In [1]:
import os
from pathlib import Path

cwd = Path.cwd()
if cwd.name == "notebooks":
    os.chdir(cwd.parent)

#### Load Dataset

In [2]:
from EmoBox.EmoBox import EmoDataset, EmoEval

In [3]:
dataset = "iemocap"
fold = 1  # different datasets have different number of folds, which can be find in data/
user_data_dir = "./" # path to EmoBox - FIXED: Changed from "Emobox" to "EmoBox"
meta_data_dir = "EmoBox/data/" # path to data folder - FIXED: Changed from "Emobox" to "EmoBox"
label2idx = {'hap':0, 'sad':1, 'ang':2, 'neu':3} # you may need to define a label to index mapping for your own training, see `data/iemocap/label_map.json`

train = EmoDataset(dataset, user_data_dir, meta_data_dir, fold=fold, split="train")
test = EmoDataset(dataset, user_data_dir, meta_data_dir, fold=fold, split="test")

In [4]:
sample = test[0]
sample

{'key': 'iemocap-Ses01F_impro04_F000',
 'audio': array([ 0.00228882,  0.00183105,  0.00180054, ..., -0.00778198,
        -0.00982666, -0.01132202], shape=(70312,), dtype=float32),
 'label': 'Neutral'}

In [7]:
test.label_map.values()

dict_values(['Neutral', 'Happy', 'Angry', 'Sad', 'Happy'])

In [6]:
from collections import Counter
labels =  [data['label'] for data in test]
Counter(labels)

Counter({'Neutral': 384, 'Happy': 278, 'Angry': 229, 'Sad': 194})

#### Load Model

In [8]:
import torch
from mllm_emotion_classifier.models import ModelFactory

device = "cuda" if torch.cuda.is_available() else "cpu"
model = ModelFactory.create(
    name="qwen2-audio",
    checkpoint="Qwen/Qwen2-Audio-7B",
    class_labels=set(train.label_map.values()),
    device=device
)

  from .autonotebook import tqdm as notebook_tqdm
`torch_dtype` is deprecated! Use `dtype` instead!
Loading checkpoint shards: 100%|██████████████████████████████████████████████████████████████████████████████| 5/5 [00:02<00:00,  1.86it/s]


In [9]:
data_loader = torch.utils.data.DataLoader(
    dataset=test,
    batch_size=4,
    num_workers=4,
    pin_memory=True,
    drop_last=False,
    collate_fn=model.collate_fn
)

In [None]:
for inputs, labels in data_loader:
    inputs = {k: v.to(model.device) for k, v in inputs.items()}
    predictions = model.predict(inputs)
    print(predictions, labels)
    break

The following generation flags are not valid and may be ignored: ['top_p', 'top_k']. Set `TRANSFORMERS_VERBOSITY=info` for more details.

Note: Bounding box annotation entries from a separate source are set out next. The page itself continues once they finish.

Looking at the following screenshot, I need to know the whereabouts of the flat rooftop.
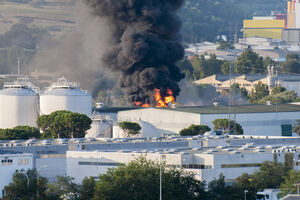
[158,104,300,114]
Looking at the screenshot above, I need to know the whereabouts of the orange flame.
[134,88,175,108]
[155,89,175,108]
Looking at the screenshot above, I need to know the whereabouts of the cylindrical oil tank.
[40,79,92,116]
[0,85,38,128]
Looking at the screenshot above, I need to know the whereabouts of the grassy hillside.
[0,0,75,37]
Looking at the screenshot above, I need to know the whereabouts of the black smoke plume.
[83,0,184,106]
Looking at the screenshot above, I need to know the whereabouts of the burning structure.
[84,0,184,107]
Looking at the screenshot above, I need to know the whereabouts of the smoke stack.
[84,0,184,106]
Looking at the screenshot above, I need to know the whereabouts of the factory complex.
[0,136,300,198]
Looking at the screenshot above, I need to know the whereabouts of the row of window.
[1,159,13,165]
[1,158,29,165]
[78,161,122,167]
[221,163,261,168]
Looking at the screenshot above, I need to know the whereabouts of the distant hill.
[0,0,287,42]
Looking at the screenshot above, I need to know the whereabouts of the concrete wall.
[118,108,200,134]
[201,112,300,136]
[118,108,300,136]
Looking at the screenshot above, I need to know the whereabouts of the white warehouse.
[118,104,300,136]
[66,145,300,183]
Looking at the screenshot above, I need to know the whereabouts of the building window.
[18,158,29,165]
[78,161,123,167]
[221,163,261,168]
[1,159,13,165]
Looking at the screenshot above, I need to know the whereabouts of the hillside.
[0,0,287,42]
[0,0,75,38]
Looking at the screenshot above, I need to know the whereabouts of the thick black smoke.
[84,0,184,106]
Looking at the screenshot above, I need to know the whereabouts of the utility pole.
[228,60,232,134]
[18,57,20,76]
[159,154,162,200]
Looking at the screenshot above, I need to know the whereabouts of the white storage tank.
[40,78,92,116]
[0,78,39,128]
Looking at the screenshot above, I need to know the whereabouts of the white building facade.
[118,104,300,136]
[66,145,300,183]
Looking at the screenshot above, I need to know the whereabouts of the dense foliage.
[213,119,244,135]
[0,126,40,140]
[119,121,142,137]
[179,124,211,136]
[37,110,92,138]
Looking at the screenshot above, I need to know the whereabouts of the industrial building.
[243,16,285,39]
[0,150,33,198]
[40,78,92,116]
[0,78,39,128]
[118,104,300,136]
[194,72,300,95]
[66,144,300,183]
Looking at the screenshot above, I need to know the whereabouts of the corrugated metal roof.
[0,88,38,96]
[157,104,300,114]
[41,88,91,96]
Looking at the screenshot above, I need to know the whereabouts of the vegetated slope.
[0,0,75,38]
[180,0,287,42]
[0,0,287,42]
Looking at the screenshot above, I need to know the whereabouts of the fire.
[134,101,150,108]
[154,88,175,108]
[134,88,175,108]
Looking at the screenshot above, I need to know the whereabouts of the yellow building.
[243,19,285,39]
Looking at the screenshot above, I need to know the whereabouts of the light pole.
[17,171,29,189]
[294,183,300,196]
[159,154,162,200]
[244,190,248,200]
[36,165,48,199]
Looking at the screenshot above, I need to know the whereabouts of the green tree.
[3,170,48,200]
[37,110,92,138]
[179,124,211,136]
[94,157,207,200]
[119,121,142,137]
[280,54,300,73]
[221,61,230,74]
[280,170,300,196]
[213,119,244,135]
[230,83,248,99]
[235,161,288,200]
[46,176,81,200]
[0,126,40,140]
[235,49,266,74]
[79,177,96,200]
[248,82,269,103]
[217,40,234,50]
[208,174,242,200]
[293,119,300,135]
[271,86,286,95]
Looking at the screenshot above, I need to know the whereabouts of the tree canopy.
[0,126,40,140]
[37,110,92,138]
[213,119,244,135]
[235,49,266,74]
[119,121,142,137]
[179,124,211,136]
[3,170,48,200]
[94,157,206,200]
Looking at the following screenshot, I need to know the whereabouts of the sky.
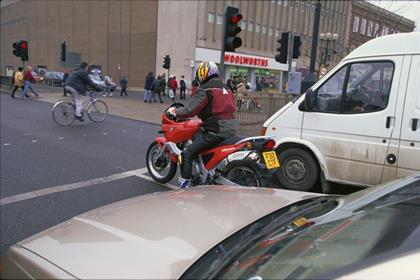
[368,0,420,32]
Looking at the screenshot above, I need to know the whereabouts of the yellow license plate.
[263,151,280,169]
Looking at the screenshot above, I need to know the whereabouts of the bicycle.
[52,91,108,126]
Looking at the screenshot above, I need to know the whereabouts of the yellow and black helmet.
[195,61,219,84]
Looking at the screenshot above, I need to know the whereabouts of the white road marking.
[0,167,178,206]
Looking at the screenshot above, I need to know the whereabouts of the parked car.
[89,74,117,91]
[2,173,420,279]
[262,32,420,191]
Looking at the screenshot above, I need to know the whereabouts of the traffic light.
[13,42,22,57]
[292,36,302,58]
[223,7,242,52]
[162,54,171,69]
[60,41,67,62]
[274,32,289,63]
[13,41,29,61]
[20,41,29,61]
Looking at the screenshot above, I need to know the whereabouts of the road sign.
[287,72,302,94]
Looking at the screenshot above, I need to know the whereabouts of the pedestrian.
[168,76,178,100]
[152,76,163,103]
[179,75,187,99]
[191,79,200,97]
[63,70,69,96]
[22,65,39,98]
[10,67,24,98]
[120,76,128,96]
[65,62,102,122]
[103,74,113,96]
[143,72,155,103]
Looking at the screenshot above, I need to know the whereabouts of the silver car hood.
[18,186,317,279]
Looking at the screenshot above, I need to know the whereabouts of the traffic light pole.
[219,6,228,81]
[287,32,294,73]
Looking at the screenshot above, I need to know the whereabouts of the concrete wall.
[156,0,201,82]
[1,0,158,86]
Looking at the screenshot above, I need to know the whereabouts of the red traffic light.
[230,14,243,23]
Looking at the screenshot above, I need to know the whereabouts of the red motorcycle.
[146,103,279,187]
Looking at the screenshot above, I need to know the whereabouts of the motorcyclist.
[169,61,238,188]
[64,62,102,122]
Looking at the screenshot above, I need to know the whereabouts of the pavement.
[1,84,261,136]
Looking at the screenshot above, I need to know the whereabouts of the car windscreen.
[182,188,420,279]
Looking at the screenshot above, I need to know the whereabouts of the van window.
[315,67,347,113]
[343,62,394,114]
[315,61,394,114]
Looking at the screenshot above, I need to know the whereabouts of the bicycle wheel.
[88,100,108,122]
[52,101,75,126]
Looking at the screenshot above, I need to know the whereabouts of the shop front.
[195,48,287,91]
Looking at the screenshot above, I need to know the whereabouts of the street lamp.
[319,32,338,65]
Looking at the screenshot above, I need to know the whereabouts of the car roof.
[343,32,420,61]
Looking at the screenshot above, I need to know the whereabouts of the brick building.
[0,0,414,88]
[346,1,416,52]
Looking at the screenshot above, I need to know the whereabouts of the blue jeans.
[144,89,152,101]
[22,81,38,97]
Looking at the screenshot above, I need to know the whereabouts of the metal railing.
[236,92,296,124]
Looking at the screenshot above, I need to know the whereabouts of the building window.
[353,16,359,32]
[373,22,379,37]
[367,21,373,37]
[241,20,246,30]
[248,21,254,32]
[360,18,366,35]
[217,15,223,24]
[207,13,214,23]
[262,25,267,34]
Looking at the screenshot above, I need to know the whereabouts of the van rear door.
[397,55,420,177]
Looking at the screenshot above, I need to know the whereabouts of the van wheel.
[276,148,319,191]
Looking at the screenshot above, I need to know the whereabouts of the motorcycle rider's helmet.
[195,61,219,84]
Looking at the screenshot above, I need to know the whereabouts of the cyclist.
[169,61,238,188]
[64,62,102,122]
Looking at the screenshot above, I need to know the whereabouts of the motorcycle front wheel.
[223,164,262,187]
[146,141,178,184]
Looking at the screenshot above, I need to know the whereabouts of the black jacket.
[64,68,102,95]
[144,74,155,90]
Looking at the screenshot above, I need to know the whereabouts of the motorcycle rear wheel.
[222,163,262,187]
[146,141,178,184]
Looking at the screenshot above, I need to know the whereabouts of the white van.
[263,32,420,192]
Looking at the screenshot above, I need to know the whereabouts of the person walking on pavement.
[168,76,178,100]
[152,76,163,103]
[179,75,187,99]
[22,65,39,98]
[10,67,24,98]
[144,72,155,103]
[103,74,113,96]
[63,70,69,96]
[160,73,166,96]
[65,62,102,122]
[120,76,128,96]
[168,61,238,188]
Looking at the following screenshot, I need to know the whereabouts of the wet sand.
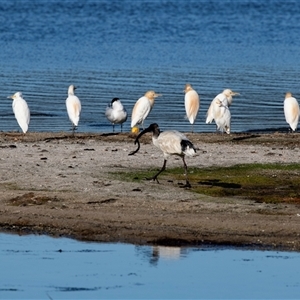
[0,132,300,251]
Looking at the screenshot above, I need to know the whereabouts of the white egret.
[184,83,200,132]
[105,98,127,132]
[66,84,81,134]
[131,91,161,132]
[129,123,196,187]
[215,99,231,134]
[8,92,30,133]
[206,89,239,133]
[284,92,299,131]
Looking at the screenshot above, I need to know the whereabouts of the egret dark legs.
[182,156,191,187]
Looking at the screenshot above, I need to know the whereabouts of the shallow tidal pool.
[0,234,300,299]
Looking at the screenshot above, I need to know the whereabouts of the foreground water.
[0,234,300,299]
[0,0,300,132]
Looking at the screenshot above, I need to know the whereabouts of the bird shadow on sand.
[197,179,242,189]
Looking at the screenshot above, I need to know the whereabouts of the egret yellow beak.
[131,126,140,134]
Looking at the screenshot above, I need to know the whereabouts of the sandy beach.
[0,132,300,251]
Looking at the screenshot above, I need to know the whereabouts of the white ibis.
[129,123,196,187]
[184,83,200,132]
[105,98,127,132]
[206,89,239,134]
[283,92,299,131]
[131,91,161,129]
[8,92,30,133]
[66,84,81,134]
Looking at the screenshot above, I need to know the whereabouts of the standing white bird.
[184,83,200,132]
[131,91,161,129]
[129,123,196,187]
[215,99,231,134]
[284,92,299,131]
[8,92,30,133]
[66,84,81,134]
[105,98,127,132]
[206,89,239,134]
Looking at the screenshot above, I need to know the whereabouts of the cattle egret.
[184,83,200,132]
[129,123,196,187]
[131,91,161,128]
[8,92,30,133]
[206,89,239,133]
[284,92,299,131]
[105,98,127,132]
[66,84,81,134]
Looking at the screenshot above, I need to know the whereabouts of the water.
[0,0,300,132]
[0,234,300,299]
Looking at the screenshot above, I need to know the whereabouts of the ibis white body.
[131,91,160,128]
[206,89,239,134]
[184,83,200,130]
[129,123,196,187]
[105,98,127,130]
[66,84,81,131]
[152,130,196,160]
[284,93,299,131]
[9,92,30,133]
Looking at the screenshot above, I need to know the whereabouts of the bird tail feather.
[181,140,196,156]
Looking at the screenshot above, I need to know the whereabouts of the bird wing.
[184,90,200,124]
[12,99,30,133]
[66,95,81,126]
[284,97,299,130]
[131,96,151,127]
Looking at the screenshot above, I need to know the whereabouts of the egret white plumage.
[131,91,161,128]
[129,123,196,187]
[66,84,81,133]
[206,89,239,134]
[184,83,200,132]
[105,98,127,132]
[284,92,300,131]
[8,92,30,133]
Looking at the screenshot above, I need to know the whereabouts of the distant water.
[0,234,300,299]
[0,0,300,132]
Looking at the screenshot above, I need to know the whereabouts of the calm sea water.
[0,0,300,132]
[0,234,300,299]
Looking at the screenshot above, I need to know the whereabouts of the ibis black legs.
[146,156,191,187]
[147,159,167,183]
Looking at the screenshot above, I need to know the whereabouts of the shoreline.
[0,132,300,251]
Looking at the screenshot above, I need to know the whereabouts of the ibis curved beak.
[128,125,152,155]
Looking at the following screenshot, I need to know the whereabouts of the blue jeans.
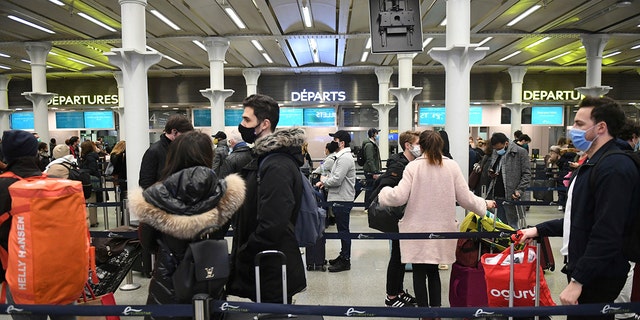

[' The answer is neutral', ' The emotion of the speech is neutral', ' The answer is "Sad"', ' The answer is "Happy"'] ['Neutral', 'Neutral', 'Neutral', 'Neutral']


In [15]:
predictions, labels

([' Happy',
  ' Happy',
  ' Happy',
  ' The answer is Sad',
  ' Happy',
  ' Happy',
  ' Happy',
  ' Happy'],
 ['Happy', 'Happy', 'Happy', 'Happy', 'Happy', 'Happy', 'Happy', 'Happy'])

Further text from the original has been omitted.